Juan Ramírez puso sobre el mostrador de la tienda de Manolo un sobre cerrado y le dijo:

—Aquí tienes la cuenta del viaje del mes pasado: doce sacos a ochocientas pesetas son nueve mil seiscientas, menos los porcentajes. En el sobre quedan siete mil y pico, y está la hoja con la cuenta detallada. ¿Vale?

—Sí, hombre, si tú lo dices eso va a misa —le contestó Manuel.

—Pues ahora trata de preparar pronto otro alijo, hay que aprovechar la buena racha.

—Pues mira por dónde tenía yo ganas de hablar contigo, Juan. Tengo un negocio a la vista que quizás te interese. Si sale bien, nos proporcionará más dinero que el tabaco.

—¿Más que el tabaco? No será el asunto del anestésico ese que usan los señoritos en sus fiestas, respirándolos por la nariz. Porque si se trata se eso… no quiero yo mezclarme.

—No, tampoco es eso. Se trata de descargar el alijo de las barcas y volverlas a cargar luego con otros doce bultos para llevarlos a Gibraltar. De esta forma en el mismo día hacemos dos negocios, aprovechando el mismo viaje. ¿Qué dices, te interesa o no?

—¡Hombre, claro! Eso ni se pregunta —contestó muy animado Juan.

—Pues estate atento para cuando yo te avise. Tendrás que buscar a un hombre de confianza que conozca bien los montes: ese alijo no se puede perder, aunque el hombre que lo traiga corra muchos riesgos. Por eso también cobrará más que nadie: dos mil pesetas por traerlo desde Algar hasta la playa. Luego hay que cargar la barca. Se pagará a quinientas pesetas por cada bulto que llegue a Gibraltar.

—Pero, Manolo, si los guardacostas detienen a los barqueros después de haber hecho nosotros nuestro trabajo, ¿qué culpa tendremos nosotros?

—Los marineros también cobrarán lo mismo por cada bulto; pero ninguno cobraremos nada si la mercancía no llega a Gibraltar. Ése es el trato. El cliente estará esperando la barca con el dinero en la mano, y pagará a tanto por bulto. ¿Lo tomas o lo dejas? Piénsalo, porque quiero tenerlo todo a punto para cuando llegue el momento. Hay que actuar con rapidez. Si tú no quieres no pasa nada, buscaré a otro o me las arreglaré yo solo.

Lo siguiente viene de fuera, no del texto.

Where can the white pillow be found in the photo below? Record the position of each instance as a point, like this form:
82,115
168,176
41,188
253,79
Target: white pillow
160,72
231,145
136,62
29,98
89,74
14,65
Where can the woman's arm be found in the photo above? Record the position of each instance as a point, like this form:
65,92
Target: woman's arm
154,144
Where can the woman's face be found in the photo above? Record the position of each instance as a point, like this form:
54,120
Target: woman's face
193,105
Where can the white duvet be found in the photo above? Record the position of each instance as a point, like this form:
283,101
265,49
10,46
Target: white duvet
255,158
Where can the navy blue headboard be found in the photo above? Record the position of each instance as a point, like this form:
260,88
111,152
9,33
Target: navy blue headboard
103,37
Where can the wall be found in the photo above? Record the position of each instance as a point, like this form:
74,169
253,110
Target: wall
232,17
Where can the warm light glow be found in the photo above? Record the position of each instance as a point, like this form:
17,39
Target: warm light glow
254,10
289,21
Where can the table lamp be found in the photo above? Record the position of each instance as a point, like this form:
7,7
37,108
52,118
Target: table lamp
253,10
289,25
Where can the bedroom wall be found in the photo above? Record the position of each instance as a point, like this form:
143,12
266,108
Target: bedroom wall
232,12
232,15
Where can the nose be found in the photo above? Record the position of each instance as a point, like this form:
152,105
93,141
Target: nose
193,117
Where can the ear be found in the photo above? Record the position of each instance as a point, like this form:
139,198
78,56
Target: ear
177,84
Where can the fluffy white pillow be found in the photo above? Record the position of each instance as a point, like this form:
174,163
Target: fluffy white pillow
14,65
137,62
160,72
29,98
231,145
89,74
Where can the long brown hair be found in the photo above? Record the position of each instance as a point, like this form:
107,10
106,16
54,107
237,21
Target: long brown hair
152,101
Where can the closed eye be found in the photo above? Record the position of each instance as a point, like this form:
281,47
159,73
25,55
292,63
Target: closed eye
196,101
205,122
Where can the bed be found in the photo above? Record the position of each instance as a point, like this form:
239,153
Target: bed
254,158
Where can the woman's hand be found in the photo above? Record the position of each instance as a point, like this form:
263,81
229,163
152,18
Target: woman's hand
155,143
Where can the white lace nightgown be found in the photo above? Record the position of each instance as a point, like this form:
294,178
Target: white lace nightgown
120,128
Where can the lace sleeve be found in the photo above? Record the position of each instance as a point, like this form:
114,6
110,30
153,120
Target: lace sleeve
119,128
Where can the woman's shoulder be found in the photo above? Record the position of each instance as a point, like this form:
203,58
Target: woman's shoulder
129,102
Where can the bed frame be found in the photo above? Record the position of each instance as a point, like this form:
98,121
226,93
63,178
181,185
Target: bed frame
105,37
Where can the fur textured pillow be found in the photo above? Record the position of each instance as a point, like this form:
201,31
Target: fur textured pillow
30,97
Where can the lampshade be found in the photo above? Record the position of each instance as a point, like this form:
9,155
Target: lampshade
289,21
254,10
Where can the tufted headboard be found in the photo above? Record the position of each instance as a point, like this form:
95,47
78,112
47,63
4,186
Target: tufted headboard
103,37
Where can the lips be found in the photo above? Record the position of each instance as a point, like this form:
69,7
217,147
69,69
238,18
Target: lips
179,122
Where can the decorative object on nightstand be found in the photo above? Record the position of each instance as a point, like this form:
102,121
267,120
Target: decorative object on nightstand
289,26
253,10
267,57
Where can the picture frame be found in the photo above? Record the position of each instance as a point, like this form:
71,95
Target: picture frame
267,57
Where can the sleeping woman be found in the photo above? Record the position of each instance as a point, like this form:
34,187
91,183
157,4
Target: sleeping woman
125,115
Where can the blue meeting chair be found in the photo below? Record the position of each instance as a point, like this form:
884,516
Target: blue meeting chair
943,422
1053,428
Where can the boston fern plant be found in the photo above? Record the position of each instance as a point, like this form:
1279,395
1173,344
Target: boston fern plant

—Vale, Manolo, por mí estoy de acuerdo. Voy a intentar encontrar a una persona de confianza, y que asuma todo eso que me has dicho.

—Pues entonces no se hable más. Todavía no sé cuándo será la cosa: todo es un proyecto que se está estudiando ahora y aún no hay nada decidido; pero te lo he comentado para que estés preparado, para que no perdamos tiempo cuando llegue el momento.

—De acuerdo, Manuel. A ver si nos vemos luego cuando cierres la tienda y nos tomamos unas copas por ahí.

—Vale, Juan. ¡Hasta luego!

Juan Ramírez se fue a la taberna de la explanada. En ese momento estaban saliendo los trabajadores del Peñón y una cola de cinco o seis filas se amontonaba delante del control de la frontera española. Poco a poco iban pasando por delante del mostrador, enseñando la documentación. Serían las siete, y después de haber llovido durante toda la mañana, aparecía un cielo limpio de nubes. Ya se notaba que los días se habían alargado, pues el mes anterior a aquella misma hora ya era de noche. Pensó en la cantidad de horas de trabajo que habían hecho aquellos trabajadores que salían en aquel momento por la aduana para ganar sólo diez pesetas. Él, en tan sólo unas horas y una sola vez al mes, ganaba más que ellos trabajando el mes entero diez u once horas diarias. Iba contento, pensaba que con Manolo daba gusto trabajar. ¡Doce bultos a quinientas pelas eran seis mil! Si pudiera, los cargaría él y el porteador. Irían a medias. Pero en fin, no había que precipitarse: aún no sabía ni qué clase de alijo era, ni si se llevaría a cabo la operación, pues «sólo es un proyecto», le había dicho Manolo. Seguramente se necesitaría bastante gente, pues primero había que descargar las barcas de su carga de tabaco y café. Ya vería qué se hacía cuando llegase el momento.